An artist Q&A will be held on January 9, 2016, from 3 - 5 PM. 

In Dissolution, Ellen de Meijer’s works express a ruminative perspective from what you don’t see to what you feel everyday. De Meijer intends to capture the impact of our postmodern society on human behavior and the conflict between our basic human instincts of love, greed, fear and community, and our constant desire to progress and succeed. 

“The series Digital Divide is about all of us. The last 20 years we have experienced an enormous evolution mainly driven by technology and the digital revolution. But our human instincts have not changed, despite that our modern society often expects us to ignore these. It’s this tension that inspires my work,” says de Meijer. 

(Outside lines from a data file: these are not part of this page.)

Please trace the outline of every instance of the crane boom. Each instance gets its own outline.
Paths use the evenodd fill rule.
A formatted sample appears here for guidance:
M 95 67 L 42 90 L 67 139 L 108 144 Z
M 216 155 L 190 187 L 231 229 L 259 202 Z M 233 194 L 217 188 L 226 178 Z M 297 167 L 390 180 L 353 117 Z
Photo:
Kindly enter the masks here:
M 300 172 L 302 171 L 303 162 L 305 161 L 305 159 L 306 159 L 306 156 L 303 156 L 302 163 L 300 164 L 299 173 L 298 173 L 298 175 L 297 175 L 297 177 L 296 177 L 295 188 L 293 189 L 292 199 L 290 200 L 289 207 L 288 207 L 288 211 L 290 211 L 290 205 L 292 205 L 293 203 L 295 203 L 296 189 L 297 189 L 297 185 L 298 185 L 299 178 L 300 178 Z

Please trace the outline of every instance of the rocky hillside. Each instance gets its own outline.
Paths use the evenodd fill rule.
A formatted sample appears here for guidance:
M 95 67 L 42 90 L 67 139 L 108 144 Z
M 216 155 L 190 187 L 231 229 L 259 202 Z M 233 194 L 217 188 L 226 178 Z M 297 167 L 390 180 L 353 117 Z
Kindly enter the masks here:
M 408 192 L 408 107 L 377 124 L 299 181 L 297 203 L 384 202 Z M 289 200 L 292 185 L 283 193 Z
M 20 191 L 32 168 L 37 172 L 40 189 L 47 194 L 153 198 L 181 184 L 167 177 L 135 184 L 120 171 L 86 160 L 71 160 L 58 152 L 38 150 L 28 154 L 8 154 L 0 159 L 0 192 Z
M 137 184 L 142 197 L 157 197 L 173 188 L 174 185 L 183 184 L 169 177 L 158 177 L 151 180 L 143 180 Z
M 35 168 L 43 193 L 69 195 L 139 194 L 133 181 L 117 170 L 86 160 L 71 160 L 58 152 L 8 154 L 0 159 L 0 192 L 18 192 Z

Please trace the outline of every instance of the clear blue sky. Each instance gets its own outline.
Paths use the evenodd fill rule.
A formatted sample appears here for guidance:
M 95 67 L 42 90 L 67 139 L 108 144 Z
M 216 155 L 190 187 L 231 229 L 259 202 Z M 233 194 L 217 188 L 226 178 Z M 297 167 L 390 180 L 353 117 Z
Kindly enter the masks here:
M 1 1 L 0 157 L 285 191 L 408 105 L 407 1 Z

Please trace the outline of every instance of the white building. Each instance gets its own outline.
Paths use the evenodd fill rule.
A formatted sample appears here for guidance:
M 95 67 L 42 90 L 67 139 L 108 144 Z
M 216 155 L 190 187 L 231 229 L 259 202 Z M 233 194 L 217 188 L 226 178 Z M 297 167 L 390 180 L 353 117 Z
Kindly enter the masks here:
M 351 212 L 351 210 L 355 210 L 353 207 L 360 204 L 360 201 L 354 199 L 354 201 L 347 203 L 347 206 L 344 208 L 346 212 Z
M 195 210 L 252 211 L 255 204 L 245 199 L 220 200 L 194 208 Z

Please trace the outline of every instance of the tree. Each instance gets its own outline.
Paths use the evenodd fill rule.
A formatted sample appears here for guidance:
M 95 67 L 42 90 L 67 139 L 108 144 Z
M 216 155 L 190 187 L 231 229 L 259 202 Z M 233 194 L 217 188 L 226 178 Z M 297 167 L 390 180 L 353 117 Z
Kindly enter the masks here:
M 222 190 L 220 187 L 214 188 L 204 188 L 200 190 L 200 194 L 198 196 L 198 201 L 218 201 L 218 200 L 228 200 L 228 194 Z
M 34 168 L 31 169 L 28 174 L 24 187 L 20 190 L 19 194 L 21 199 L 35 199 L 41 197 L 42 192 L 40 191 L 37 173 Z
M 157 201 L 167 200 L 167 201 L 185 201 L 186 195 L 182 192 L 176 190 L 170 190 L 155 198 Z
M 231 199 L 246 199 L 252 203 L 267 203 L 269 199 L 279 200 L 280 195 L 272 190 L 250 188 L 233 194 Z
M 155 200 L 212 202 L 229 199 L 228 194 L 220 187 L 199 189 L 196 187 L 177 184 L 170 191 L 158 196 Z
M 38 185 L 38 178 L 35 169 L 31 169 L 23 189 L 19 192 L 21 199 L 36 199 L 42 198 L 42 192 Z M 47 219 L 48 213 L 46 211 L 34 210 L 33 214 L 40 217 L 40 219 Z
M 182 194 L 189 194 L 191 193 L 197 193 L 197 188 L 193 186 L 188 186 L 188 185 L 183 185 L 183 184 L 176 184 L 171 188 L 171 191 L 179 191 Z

Ellen de Meijer’s paintings tend to give the viewer a unique feeling of sympathetic tension and pathos, simultaneously. Her portraits show figures of successful repute, yet vulnerable with empty gazes. Ellen de Meijer’s figures are armed with digital gadgets such as Google Glasses or iPhones, which refer to our zeitgeist of access to information and power. This proliferation of technology becomes a point of dependency while our human instincts docilely move to the background. Often her figures are portrayed with small, bizarre objects or wearing rubber cleaning gloves that are symbolic of a societal obsession with sterilization and unattainable perfection and allude to the subtle physical boundaries we employ that enable the disconnect mimicked in our duplicitous relationship with advancing technologies. 

Ellen de Meijer (b. 1955) is known in Europe for her fine technique and level of detail in her work. She studied at the Academy of Fine Arts in Tilburg (the Netherlands) and owned an appraised art school in the Netherlands for many years. Various European art collectors, such as the Dutch art collection of the Van den Broek Foundation, hold de Meijer’s work.